More precisely, the engine calls something like the function::
openquake.hazardlib.lt.random_sample(
branchsets, num_samples, seed, sampling_method)
You are invited to play with it; in general the latin sampling produces
samples much closer to the expected weights even with few samples.
Here in an example with two branchsets with weights [.4, .6] and
[.2, .3, .5] respectively.
>>> bsets = [[('X', .4), ('Y', .6)], [('A', .2), ('B', .3), ('C', .5)]]
With 100 samples one would expect to get the path XA 8 times, XB 12
times, XC 20 times, YA 12 times, YB 18 times, YC 30 times. Instead we get:
>>> paths = random_sample(bsets, 100, 42, 'early_weights')

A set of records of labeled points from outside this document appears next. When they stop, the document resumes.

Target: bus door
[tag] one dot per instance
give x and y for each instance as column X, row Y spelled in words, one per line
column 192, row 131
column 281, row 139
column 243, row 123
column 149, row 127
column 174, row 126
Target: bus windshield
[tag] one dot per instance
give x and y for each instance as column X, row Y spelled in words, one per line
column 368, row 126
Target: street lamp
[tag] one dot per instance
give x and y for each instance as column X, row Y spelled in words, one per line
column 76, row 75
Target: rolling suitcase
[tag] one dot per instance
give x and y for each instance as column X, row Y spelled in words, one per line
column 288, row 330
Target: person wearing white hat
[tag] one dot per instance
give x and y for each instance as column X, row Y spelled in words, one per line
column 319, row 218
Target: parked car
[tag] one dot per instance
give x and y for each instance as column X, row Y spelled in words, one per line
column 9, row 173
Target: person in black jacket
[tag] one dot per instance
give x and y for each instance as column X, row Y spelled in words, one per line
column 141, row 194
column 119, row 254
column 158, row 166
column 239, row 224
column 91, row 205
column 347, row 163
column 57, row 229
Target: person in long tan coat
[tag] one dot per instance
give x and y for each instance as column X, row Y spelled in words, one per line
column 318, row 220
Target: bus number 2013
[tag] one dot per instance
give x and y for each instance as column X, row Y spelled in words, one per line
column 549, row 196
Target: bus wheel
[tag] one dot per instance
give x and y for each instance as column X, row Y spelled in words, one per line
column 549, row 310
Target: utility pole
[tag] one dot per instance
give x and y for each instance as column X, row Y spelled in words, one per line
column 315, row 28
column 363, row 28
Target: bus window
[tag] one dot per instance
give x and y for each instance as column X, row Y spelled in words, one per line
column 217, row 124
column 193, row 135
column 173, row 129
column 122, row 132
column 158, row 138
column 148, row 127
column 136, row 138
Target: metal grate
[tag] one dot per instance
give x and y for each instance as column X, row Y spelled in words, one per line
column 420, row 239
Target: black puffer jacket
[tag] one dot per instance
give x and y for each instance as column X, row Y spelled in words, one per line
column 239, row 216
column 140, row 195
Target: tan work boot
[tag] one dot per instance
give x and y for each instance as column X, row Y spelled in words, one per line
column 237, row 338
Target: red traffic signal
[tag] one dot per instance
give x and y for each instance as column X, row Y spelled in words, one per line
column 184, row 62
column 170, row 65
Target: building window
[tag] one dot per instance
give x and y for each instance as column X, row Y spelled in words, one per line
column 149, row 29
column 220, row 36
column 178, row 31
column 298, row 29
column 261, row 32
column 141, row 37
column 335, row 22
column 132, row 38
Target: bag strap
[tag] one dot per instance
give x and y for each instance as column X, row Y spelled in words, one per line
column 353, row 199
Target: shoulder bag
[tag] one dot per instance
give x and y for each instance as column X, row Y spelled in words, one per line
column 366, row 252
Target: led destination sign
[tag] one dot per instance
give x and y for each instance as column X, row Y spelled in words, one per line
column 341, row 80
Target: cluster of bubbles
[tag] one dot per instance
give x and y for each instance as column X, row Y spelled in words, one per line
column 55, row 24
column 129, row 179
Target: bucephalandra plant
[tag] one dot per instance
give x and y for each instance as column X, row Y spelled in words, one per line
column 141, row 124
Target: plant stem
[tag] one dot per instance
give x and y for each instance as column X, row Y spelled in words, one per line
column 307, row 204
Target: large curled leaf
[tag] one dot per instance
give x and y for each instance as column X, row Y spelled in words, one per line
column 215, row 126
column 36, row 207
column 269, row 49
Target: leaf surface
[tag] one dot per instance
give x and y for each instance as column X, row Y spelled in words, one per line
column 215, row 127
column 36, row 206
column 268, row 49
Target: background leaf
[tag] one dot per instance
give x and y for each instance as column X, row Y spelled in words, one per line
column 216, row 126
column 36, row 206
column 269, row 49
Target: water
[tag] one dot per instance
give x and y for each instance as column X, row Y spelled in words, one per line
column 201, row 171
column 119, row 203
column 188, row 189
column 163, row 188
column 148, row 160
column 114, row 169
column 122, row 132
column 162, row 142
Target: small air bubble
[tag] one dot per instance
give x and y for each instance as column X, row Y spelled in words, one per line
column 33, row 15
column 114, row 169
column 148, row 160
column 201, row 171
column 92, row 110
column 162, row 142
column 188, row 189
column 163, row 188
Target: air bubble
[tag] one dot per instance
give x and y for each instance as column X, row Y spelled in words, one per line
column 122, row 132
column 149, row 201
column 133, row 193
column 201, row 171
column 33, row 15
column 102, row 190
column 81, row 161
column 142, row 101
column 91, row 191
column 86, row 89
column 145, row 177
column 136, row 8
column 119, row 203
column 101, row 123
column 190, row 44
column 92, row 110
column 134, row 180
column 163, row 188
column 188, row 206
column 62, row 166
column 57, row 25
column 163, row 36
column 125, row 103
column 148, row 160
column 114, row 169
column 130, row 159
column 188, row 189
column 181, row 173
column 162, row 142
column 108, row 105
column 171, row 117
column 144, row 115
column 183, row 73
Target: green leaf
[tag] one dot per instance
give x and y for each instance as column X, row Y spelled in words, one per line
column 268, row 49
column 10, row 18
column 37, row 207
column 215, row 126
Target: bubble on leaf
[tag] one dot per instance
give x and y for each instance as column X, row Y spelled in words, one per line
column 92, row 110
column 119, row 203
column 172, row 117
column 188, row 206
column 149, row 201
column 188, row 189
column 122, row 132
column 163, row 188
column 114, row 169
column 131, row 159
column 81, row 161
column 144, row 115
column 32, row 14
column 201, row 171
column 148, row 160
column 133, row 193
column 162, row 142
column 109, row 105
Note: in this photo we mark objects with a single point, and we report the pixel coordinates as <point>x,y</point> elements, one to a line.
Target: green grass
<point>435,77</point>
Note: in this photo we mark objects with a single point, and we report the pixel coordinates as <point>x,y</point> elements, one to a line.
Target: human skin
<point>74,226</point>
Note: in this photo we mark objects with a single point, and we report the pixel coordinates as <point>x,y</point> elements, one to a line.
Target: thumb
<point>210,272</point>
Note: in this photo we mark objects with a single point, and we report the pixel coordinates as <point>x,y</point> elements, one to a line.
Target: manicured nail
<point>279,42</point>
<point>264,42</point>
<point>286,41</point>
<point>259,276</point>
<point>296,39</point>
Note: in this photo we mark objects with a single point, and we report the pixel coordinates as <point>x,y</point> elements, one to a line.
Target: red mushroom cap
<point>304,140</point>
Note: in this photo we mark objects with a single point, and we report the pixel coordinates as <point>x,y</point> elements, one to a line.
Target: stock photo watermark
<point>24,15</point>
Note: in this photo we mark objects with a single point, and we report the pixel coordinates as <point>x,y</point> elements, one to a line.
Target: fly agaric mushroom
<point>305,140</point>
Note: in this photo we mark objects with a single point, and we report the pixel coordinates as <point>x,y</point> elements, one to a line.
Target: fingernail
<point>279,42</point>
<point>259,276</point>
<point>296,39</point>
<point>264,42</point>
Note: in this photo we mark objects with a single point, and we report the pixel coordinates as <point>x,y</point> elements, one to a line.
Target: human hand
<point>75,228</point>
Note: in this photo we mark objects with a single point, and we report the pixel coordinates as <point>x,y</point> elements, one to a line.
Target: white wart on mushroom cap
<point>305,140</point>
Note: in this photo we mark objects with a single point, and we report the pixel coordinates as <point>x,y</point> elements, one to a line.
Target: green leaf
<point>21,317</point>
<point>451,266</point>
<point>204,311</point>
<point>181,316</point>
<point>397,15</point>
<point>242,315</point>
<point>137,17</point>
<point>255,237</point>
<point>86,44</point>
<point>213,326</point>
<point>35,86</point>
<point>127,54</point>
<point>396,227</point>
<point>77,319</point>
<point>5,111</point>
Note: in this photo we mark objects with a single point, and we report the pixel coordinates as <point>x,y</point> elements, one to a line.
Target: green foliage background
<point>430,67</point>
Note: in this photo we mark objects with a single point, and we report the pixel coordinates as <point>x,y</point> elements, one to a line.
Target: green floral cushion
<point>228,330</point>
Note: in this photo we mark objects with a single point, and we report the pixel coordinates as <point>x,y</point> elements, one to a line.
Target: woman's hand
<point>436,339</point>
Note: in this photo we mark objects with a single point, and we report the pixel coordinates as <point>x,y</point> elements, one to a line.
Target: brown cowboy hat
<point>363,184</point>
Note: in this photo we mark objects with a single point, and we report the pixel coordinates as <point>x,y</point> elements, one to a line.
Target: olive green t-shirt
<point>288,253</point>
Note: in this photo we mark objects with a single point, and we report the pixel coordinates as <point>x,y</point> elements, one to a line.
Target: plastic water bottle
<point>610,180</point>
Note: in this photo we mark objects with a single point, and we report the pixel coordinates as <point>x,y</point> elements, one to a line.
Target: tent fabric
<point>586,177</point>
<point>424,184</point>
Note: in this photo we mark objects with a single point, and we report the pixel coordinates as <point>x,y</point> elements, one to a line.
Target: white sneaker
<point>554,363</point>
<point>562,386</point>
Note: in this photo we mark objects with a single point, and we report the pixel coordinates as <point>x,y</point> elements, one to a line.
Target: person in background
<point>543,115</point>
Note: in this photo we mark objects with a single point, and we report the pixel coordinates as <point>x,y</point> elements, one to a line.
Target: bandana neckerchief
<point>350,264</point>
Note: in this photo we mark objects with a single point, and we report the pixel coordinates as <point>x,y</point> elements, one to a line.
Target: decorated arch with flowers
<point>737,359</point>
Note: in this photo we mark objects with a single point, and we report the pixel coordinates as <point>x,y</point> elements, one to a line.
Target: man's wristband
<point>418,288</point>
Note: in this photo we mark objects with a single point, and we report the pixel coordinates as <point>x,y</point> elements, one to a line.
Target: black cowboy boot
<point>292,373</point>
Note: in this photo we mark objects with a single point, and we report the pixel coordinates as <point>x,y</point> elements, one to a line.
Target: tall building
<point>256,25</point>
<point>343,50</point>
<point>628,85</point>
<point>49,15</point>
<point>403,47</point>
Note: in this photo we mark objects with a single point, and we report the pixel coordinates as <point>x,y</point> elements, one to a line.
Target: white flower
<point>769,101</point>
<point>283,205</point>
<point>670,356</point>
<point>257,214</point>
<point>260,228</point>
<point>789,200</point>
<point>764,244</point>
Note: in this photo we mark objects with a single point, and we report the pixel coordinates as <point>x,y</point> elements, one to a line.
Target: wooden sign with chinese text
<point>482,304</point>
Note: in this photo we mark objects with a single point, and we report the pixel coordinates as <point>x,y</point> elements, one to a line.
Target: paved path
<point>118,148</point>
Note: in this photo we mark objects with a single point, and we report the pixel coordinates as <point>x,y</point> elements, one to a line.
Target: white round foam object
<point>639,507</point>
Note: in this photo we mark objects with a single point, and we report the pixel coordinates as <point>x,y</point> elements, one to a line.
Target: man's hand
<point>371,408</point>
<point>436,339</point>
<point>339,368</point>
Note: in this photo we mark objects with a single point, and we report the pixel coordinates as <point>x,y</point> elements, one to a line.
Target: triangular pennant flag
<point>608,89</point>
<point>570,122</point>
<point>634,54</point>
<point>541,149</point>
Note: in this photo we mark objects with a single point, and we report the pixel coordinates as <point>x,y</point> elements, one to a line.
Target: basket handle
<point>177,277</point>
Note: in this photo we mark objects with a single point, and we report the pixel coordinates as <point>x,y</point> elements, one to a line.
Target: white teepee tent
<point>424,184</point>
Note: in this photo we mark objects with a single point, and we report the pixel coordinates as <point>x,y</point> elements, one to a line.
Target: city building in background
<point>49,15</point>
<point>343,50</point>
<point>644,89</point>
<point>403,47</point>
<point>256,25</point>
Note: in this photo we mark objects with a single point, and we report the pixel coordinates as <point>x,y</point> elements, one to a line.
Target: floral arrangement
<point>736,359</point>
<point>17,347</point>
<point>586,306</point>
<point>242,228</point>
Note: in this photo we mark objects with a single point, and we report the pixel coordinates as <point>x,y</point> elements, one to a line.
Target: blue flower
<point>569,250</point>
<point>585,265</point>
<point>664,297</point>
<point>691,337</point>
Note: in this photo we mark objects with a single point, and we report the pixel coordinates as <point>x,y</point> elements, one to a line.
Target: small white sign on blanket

>>> collections.Counter(paths)
Counter({'YC': 26, 'XC': 24, 'YB': 17, 'XA': 13, 'YA': 10, 'XB': 10})
>>> paths = random_sample(bsets, 100, 42, 'late_weights')
>>> collections.Counter(paths)
Counter({'XA': 20, 'YA': 18, 'XB': 17, 'XC': 15, 'YB': 15, 'YC': 15})
>>> paths = random_sample(bsets, 100, 42, 'early_latin')
>>> collections.Counter(paths)
Counter({'YC': 31, 'XC': 19, 'YB': 17, 'XB': 13, 'YA': 12, 'XA': 8})
>>> paths = random_sample(bsets, 100, 45, 'late_latin')
>>> collections.Counter(paths)
Counter({'YC': 18, 'XA': 18, 'XC': 16, 'YA': 16, 'XB': 16, 'YB': 16})